Sarà colpa o merito della “sindrome di Fratelli d’Italia” (inteso come romanzo di Alberto Arbasino e non come partito di Giorgia Meloni), che porta a riscrivere sé stessi finché non si trova la quadra perfetta – anche quando perfetta lo era già. Sarà l’ansia che spinge a riaggiornarsi, riaggiustarsi, nella speranza (spesso vana) di migliorarsi. Un misto di incontentabilità e tracotanza che dà esiti a volte notevoli, a volte cringe, come si dice oggi.
Lo si è sempre fatto pure al cinema, solo che adesso cambia il formato. Una volta i registi che rifacevano sé stessi non avevano che i film: il “padre” Cecil B. DeMille coi suoi Dieci comandamenti (versione 1923 e versione 1956: entrambe un colosso, secondo gli standard del rispettivo tempo); Alfred Hitchcock con L’uomo che sapeva troppo (1934 e 1956: ma è il secondo, con l’urlo di Doris Day alla Royal Albert Hall, ad essere oggi considerato il vero classico).
Pure in epoca recente, la smania di rifarsi non è passata: Michael Mann ha ripensato il suo L.A. Takedown del 1989 (da noi titolato Sei solo, agente Vincent) pochi anni dopo con Heat - La sfida (1995), e non c’è bisogno di dire quale dei due ha superato la prova del tempo; Michael Haneke ha replicato il culto Funny Games (1997) scena per scena dieci anni dopo (edizione starring Tim Roth e Naomi Watts), ma l’esercizio non ha funzionato granché; idem per quanto riguarda il caso forse più recente fra gli auteur amati dai festival, e cioè il cileno Sebastián Lelio con il bel Gloria del 2013, diventato cinque anni più tardi l’insipido Gloria Bell con protagonista Julianne Moore.
Insomma, lo si è sempre fatto e lo si fa ancora, solo che – dicevo – cambiano le misure e i contenitori.
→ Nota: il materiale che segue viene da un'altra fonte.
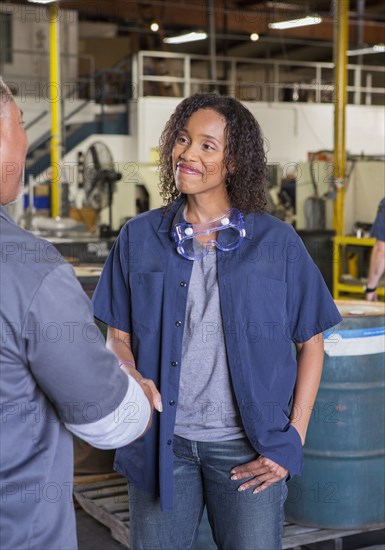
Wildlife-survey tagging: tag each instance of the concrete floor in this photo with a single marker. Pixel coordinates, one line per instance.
(94, 536)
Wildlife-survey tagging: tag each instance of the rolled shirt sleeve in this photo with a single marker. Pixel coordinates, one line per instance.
(70, 363)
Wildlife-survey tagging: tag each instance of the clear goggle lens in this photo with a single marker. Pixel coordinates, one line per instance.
(230, 233)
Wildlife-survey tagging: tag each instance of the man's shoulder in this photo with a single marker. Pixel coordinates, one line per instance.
(21, 250)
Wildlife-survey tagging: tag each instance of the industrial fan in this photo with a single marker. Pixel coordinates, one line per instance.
(100, 178)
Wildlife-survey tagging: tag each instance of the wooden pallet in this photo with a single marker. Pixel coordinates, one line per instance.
(107, 502)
Dopo l’epoca cosiddetta della Peak Tv, siamo piombati in quella che di recente Variety ha definito, ironicamente ma non troppo, la Too Much Tv. Troppe serie, troppe uscite, non ci stanno più dietro nemmeno gli addetti ai lavori.
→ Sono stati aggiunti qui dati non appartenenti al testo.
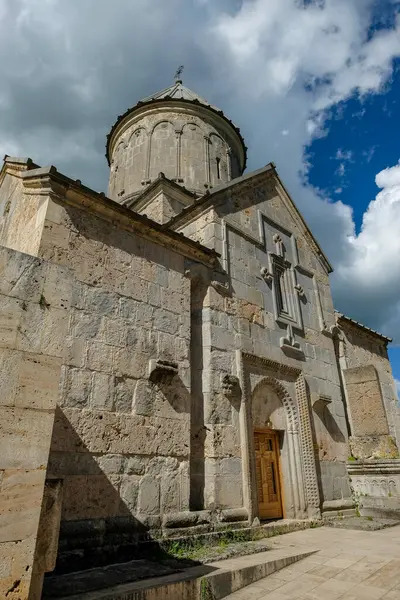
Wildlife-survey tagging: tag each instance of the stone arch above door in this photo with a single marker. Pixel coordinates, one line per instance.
(284, 397)
(302, 460)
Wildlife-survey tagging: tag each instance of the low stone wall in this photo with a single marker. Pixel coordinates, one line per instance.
(376, 486)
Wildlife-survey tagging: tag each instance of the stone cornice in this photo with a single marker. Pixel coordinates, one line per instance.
(374, 467)
(48, 181)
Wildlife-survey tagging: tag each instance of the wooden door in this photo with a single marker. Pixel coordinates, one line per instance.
(267, 469)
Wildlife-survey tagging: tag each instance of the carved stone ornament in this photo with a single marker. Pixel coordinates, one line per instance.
(320, 402)
(266, 274)
(230, 386)
(161, 371)
(289, 343)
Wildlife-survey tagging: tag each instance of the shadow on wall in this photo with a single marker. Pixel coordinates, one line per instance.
(104, 489)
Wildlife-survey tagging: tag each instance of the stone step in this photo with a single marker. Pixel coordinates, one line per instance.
(204, 582)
Però i soldi per il cinema d’autore, da intendersi come concetto largo che trascende le dimensioni degli schermi su cui finisce, stanno appunto nelle produzioni destinate a televisione a pagamento e piattaforme varie.
Prendete Netflix. Sì, potremo pure continuare a sospirare «Non c’è niente da vedere» ogni volta che schiacciamo l’icona N. Ma poi arriva Venezia 79 con una tripletta d’autore prodotta dalla Casa di Sarandos che le major – ma pure gli studi indipendenti – oggi si sognano: White Noise di Noah Baumbach da Don DeLillo, film d’apertura della prossima Mostra; l’attesissimo Blonde di Andrew Dominik, basato sul romanzo-monstre dedicato a Marilyn Monroe da Joyce Carol Oates; e Bardo, False Chronicle of a Handful of Truths del doppio Oscar Alejandro González Iñárritu.
Meta
Dunque, quei pochi con la sindrome arbasinica che vogliono riscriversi, ripensarsi, riaggiornarsi oggi hanno lo strumento delle serie, fortunatissimo e rischiosissimo insieme. E però, almeno stando agli esempi più recenti, forse più adatto per l’auto-remake.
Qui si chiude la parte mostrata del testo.